2019年3月のベトナム統計総局発表によると、小売市場規模は近年急速に拡大しており、2010年の880億USDから2017年に1300億USDへと増え、2020年には1800億USDに達すると予想されています。

商工省の報告によると、ベトナムの小売市場においてスーパーマーケット、ショッピングセンター、モールなどの近代的小売市場は小売市場売上高の約25%に過ぎず、フィリピン33%、タイ34%、中国51%、マレーシア60%、シンガポール90%などと比較すると低くなっている事から開発の余地が大きく、2019年3月時点で全国に約800店舗のスーパー、150ヵ所ショッピングセンター、150ヵ所のモール、9,000ヵ所の市場、220万の個人事業店舗が存在しているが、2020年までに約1,200~1,500店舗のスーパー、180ヵ所のショッピングセンター、157ヵ所のモールにまで増加する見通しとされています。

従来、ベトナム市場は伝統的小売市場(トラディショナルトレード:TT)が80%以上を占めていると言われておりますが、この商工省の報告では、それらは75%となっています。トラディショナルトレードとはどのような業態かというと、全国にある小規模販売店や下記の様な市場も含まれています。
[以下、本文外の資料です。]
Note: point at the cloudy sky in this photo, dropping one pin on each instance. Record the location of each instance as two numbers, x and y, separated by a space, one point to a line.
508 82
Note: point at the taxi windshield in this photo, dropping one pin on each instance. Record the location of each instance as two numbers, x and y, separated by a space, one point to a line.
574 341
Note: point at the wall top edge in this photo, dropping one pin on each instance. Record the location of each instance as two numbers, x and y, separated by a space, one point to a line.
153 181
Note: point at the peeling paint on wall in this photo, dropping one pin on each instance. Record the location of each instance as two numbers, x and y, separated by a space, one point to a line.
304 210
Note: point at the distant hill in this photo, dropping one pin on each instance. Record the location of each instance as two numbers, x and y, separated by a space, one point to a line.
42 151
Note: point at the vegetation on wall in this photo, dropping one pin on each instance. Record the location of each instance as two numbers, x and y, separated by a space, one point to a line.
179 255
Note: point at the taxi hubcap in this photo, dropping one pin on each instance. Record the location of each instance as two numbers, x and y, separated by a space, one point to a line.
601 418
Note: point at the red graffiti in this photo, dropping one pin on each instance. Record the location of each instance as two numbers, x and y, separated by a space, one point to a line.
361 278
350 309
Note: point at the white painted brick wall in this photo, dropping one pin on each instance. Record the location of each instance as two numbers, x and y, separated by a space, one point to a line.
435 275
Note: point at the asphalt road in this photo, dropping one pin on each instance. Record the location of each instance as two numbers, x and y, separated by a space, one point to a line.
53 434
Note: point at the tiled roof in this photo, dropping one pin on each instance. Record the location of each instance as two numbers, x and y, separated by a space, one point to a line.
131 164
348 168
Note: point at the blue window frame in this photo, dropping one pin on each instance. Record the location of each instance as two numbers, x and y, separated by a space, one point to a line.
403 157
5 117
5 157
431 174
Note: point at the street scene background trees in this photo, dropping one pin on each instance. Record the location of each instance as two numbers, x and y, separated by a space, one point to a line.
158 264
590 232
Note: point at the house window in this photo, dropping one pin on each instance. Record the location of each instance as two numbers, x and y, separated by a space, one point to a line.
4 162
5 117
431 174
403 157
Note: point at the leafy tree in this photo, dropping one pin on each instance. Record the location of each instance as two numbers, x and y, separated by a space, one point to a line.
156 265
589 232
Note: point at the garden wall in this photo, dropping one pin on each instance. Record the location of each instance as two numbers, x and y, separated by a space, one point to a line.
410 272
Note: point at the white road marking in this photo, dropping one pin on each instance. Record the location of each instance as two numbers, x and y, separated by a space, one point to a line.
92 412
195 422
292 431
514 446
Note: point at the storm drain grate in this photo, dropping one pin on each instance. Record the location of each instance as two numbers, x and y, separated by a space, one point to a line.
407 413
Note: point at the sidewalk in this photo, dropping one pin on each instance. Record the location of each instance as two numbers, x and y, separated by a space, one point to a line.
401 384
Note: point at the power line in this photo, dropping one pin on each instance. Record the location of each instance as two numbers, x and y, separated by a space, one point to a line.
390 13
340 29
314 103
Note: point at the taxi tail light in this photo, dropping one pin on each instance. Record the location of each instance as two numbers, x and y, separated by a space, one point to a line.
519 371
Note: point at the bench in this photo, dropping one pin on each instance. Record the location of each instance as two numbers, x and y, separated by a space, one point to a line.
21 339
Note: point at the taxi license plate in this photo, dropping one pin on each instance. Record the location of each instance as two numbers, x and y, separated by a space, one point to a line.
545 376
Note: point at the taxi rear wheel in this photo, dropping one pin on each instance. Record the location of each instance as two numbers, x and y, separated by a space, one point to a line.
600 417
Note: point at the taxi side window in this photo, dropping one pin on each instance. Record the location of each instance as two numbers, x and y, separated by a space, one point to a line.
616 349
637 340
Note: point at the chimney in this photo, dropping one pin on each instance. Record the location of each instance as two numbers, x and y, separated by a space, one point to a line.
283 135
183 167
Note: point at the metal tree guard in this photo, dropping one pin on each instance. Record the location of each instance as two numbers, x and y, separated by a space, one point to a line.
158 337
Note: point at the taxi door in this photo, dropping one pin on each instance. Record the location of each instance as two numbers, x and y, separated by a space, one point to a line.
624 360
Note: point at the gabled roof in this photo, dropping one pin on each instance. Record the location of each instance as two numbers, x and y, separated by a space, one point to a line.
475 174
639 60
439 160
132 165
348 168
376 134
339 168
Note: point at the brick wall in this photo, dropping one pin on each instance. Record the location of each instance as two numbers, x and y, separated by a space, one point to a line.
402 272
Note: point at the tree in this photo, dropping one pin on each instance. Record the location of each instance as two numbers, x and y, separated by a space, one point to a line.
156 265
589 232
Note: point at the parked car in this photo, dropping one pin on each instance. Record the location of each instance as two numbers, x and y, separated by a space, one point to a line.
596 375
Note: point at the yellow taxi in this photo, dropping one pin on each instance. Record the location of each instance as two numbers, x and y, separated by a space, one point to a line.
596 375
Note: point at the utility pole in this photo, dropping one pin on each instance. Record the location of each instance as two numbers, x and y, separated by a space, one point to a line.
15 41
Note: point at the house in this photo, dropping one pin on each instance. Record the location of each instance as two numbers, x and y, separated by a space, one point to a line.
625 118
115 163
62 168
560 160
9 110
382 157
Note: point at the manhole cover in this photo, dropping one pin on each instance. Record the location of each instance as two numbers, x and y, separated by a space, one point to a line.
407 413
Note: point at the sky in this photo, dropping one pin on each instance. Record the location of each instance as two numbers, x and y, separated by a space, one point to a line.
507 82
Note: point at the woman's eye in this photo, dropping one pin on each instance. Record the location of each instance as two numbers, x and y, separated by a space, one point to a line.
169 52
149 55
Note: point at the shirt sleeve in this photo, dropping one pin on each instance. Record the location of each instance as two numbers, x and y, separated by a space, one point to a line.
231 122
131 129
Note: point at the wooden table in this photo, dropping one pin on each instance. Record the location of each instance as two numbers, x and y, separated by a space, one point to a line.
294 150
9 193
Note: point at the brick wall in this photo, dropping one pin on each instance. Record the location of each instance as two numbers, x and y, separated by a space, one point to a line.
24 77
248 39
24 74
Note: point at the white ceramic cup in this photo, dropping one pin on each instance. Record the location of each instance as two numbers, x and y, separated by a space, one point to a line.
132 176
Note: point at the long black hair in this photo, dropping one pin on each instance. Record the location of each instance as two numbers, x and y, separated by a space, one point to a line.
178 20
統計総局が発表している統計年鑑によると、スーパーマーケットは2013年~2016年までに年平均6.27%、商業施設(モール)は9.46%で増えています。また、スーパーマーケットの約14.3%はハノイ市、約22.2%はホーチミン市にあり、商業施設(モール)の約12.9%はハノイ市、約23.5%はホーチミン市にある事から、この二大都市にモダントレードが集中している事がわかります。

小売市場の約80%をトラディショナルトレードが占めていると言われていますが、前述したモダントレードの推移とは対照的に横ばいが続き、ついには2016年に減少に転じました。この事から、今後ベトナム市場はモダントレード化が進んで行くという事が予測できます。

モダントレード化が進む事により、外資系企業の商品を展開する店舗が増え、日本企業も戦いやすい土壌が作られつつあると言えます。